Recently I've been looking over supermarket websites to get a list of stores that they run. They all have "store finders"/"branch locators" which is what I want, except I want it in an easier format to use. It kinda sucks that they don't publish a list of stores as Open Data. After all having a store finder and publishing the data achieves the same thing, helping customers find your stores.

Google has already stolen the data for Google Maps, OSM can because of the stricter copyright reasons, but if it was published in a suitable format and under a suitable license everyone can have a better experience.

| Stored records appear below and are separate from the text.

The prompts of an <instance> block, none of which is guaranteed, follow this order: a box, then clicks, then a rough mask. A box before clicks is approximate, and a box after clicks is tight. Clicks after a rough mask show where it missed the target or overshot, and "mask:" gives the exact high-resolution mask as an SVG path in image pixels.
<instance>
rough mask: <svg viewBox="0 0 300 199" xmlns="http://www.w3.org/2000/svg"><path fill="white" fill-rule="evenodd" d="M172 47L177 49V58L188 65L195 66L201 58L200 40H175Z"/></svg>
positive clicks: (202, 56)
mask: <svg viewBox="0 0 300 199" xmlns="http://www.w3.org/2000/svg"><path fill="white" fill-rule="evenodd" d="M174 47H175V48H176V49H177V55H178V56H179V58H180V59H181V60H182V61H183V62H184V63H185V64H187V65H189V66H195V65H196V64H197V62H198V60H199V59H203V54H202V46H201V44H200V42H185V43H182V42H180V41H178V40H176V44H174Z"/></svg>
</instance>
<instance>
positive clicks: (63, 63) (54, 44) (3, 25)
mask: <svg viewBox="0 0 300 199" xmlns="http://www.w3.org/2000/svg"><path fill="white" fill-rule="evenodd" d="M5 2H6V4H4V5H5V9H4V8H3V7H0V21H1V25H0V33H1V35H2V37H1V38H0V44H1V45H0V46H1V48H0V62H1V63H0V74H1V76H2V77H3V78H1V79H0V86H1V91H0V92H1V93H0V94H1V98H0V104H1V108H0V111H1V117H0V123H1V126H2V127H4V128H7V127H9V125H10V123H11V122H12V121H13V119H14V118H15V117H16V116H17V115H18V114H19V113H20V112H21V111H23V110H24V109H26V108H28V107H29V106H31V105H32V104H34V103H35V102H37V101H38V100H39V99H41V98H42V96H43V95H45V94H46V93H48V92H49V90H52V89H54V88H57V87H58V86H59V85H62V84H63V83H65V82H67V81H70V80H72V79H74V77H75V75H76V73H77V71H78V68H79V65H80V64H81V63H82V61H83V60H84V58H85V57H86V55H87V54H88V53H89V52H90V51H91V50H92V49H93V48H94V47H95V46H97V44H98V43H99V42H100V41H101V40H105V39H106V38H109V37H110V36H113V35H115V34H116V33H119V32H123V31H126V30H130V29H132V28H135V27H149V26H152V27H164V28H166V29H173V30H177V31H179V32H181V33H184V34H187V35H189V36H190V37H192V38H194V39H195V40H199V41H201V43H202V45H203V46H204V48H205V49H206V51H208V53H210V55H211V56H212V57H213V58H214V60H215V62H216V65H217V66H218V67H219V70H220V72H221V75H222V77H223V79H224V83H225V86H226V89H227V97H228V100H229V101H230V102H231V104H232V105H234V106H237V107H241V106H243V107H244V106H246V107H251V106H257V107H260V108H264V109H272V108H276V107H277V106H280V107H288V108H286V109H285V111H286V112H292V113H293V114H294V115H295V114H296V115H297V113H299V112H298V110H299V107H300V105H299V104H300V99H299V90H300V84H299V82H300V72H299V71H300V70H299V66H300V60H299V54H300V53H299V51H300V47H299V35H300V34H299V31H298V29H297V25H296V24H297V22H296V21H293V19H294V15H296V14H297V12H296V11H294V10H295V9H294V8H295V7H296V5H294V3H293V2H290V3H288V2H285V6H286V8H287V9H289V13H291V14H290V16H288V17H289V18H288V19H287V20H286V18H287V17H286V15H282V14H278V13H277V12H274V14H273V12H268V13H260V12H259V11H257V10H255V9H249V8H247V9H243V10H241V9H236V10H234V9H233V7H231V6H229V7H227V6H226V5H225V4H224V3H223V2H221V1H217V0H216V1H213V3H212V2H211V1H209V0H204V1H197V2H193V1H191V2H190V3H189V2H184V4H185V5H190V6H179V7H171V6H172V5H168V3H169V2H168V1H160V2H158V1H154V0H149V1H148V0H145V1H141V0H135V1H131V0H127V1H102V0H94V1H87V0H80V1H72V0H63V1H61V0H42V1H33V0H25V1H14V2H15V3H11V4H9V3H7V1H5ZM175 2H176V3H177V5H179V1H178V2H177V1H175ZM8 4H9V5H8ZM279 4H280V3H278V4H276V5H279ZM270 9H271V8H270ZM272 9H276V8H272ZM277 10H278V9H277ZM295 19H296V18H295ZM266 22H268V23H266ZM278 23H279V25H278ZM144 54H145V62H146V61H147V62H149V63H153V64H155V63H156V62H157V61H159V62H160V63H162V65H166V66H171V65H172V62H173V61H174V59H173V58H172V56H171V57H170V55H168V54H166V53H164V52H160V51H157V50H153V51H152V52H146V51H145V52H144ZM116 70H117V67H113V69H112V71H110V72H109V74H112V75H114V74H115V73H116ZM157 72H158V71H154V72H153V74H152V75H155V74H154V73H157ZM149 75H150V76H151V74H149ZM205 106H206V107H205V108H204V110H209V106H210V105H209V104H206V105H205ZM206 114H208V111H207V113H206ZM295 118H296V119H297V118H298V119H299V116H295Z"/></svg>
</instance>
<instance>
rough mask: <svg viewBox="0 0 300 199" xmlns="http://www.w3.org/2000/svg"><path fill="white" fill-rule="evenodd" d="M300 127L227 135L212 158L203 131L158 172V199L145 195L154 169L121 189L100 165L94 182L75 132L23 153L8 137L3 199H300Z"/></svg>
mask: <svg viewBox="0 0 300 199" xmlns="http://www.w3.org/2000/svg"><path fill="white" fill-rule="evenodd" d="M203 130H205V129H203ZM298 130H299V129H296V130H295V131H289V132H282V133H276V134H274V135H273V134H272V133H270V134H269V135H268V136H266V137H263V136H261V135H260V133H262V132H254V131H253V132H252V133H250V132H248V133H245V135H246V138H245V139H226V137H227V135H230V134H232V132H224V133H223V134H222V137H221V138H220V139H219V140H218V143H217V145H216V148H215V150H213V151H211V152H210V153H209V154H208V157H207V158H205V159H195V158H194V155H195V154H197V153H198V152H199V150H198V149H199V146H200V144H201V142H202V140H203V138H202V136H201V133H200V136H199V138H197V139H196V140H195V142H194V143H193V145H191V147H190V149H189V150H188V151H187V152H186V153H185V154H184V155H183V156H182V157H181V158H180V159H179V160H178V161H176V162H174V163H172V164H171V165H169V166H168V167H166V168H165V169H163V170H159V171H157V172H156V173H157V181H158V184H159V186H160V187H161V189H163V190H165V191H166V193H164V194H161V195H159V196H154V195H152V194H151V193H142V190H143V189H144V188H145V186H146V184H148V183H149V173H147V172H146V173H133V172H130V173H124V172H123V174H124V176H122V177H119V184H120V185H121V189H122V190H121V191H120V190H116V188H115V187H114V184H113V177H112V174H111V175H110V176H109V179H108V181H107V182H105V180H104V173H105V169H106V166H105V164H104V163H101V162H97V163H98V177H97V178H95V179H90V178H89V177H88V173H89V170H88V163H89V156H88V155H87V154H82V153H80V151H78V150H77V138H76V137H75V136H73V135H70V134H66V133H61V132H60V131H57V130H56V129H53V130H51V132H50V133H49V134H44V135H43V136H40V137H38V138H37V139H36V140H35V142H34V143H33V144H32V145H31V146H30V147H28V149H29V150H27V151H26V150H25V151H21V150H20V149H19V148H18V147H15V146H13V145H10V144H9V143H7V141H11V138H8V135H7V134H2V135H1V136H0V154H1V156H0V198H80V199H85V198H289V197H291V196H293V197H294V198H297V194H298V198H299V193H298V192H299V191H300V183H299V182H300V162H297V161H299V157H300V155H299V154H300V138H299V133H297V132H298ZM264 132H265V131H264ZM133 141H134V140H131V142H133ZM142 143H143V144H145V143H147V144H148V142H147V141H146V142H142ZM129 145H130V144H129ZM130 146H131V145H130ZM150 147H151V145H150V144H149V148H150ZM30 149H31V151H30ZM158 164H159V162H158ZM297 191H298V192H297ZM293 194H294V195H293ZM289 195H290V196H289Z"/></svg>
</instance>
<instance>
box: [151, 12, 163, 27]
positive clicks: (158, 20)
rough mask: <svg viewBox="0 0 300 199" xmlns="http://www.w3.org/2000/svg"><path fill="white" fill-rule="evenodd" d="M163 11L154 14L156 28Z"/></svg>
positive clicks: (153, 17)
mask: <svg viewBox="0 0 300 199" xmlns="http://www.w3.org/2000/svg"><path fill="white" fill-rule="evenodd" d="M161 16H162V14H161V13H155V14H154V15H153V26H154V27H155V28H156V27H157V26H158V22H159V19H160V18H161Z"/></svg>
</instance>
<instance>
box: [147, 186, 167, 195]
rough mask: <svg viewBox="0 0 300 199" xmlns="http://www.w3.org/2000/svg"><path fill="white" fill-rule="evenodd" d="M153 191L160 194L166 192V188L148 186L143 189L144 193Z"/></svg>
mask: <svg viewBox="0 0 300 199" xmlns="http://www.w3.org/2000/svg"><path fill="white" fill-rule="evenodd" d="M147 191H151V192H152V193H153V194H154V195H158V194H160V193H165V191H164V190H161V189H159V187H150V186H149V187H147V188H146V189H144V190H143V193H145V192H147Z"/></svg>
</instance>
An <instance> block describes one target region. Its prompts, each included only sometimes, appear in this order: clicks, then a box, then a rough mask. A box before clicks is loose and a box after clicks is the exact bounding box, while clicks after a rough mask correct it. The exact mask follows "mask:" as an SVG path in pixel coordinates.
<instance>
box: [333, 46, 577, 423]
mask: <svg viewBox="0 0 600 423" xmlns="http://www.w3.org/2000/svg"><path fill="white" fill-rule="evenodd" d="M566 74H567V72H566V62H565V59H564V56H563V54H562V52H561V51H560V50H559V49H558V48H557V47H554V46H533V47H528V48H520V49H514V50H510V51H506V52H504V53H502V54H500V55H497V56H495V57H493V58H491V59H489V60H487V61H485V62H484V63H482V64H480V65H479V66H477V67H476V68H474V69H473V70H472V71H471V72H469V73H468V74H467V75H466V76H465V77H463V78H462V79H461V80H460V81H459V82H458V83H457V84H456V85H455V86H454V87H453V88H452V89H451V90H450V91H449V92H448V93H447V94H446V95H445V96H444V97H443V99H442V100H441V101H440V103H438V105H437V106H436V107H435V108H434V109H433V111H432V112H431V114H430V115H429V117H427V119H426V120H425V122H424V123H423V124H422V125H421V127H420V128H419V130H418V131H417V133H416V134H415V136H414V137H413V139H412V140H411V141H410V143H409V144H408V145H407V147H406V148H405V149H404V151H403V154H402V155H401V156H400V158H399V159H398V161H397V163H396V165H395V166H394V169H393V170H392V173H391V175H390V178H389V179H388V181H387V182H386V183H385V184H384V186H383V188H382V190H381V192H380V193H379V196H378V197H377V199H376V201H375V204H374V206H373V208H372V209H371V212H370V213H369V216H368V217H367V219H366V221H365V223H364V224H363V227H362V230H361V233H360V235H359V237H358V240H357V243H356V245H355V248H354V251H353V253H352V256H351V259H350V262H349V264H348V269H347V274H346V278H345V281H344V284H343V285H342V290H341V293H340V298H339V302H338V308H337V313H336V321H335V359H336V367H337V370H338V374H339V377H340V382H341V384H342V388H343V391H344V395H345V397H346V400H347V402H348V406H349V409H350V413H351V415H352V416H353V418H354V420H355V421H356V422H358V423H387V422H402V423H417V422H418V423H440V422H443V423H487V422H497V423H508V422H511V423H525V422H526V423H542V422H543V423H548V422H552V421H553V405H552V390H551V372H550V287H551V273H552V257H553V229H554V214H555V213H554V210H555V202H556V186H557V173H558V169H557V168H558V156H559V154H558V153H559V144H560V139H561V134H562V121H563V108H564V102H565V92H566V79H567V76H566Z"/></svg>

Today I looked at heronfoods.com. One of the tricks I have been using is to check the sitemap.xml for a list of all stores, but they don't have one. 😀 Nor do they have a page that lists all the stores. 🙁

When searching in the store finder you get a long url, and its not a session id. 😀

https://heronfoods.com/storelocator/eyJyZXN1bHRfcGFnZSI6InN0b3JlbG9jYXRvciIsImxvY2F0aW9uX2ZpZWxkIjoiUzEgMUFBIn0

I know what that looks like. Base64!

{
	"result_page": "storelocator",
	"location_field": "S1 1AA"
}

So, what if we change that to an wildcard? Nope. How about a blank query?

{
	"result_page": "storelocator",
	"location_field": ""
}

And there we go. 296 results.

No links to a per store page. 🙁

Lets inspect element and see they they use a standard schema to define all the addresses, or even a none standard one. Unfortunately it's not that easy, it's just a bunch or p tags, with a bit of effort I could parse it, but whats this. A HTML comment after the opening hours.

<!--p><a href="https://heronfoods.com/index.php/storelocator/store-details/linthorpe">View store</a></p-->

After a redirect I get what I want, a per store webpage. 😀

Unfortunately there is no Latitude and Longitude, just a post code, so I can't transform it straight into a geojson file. But it'll do for now.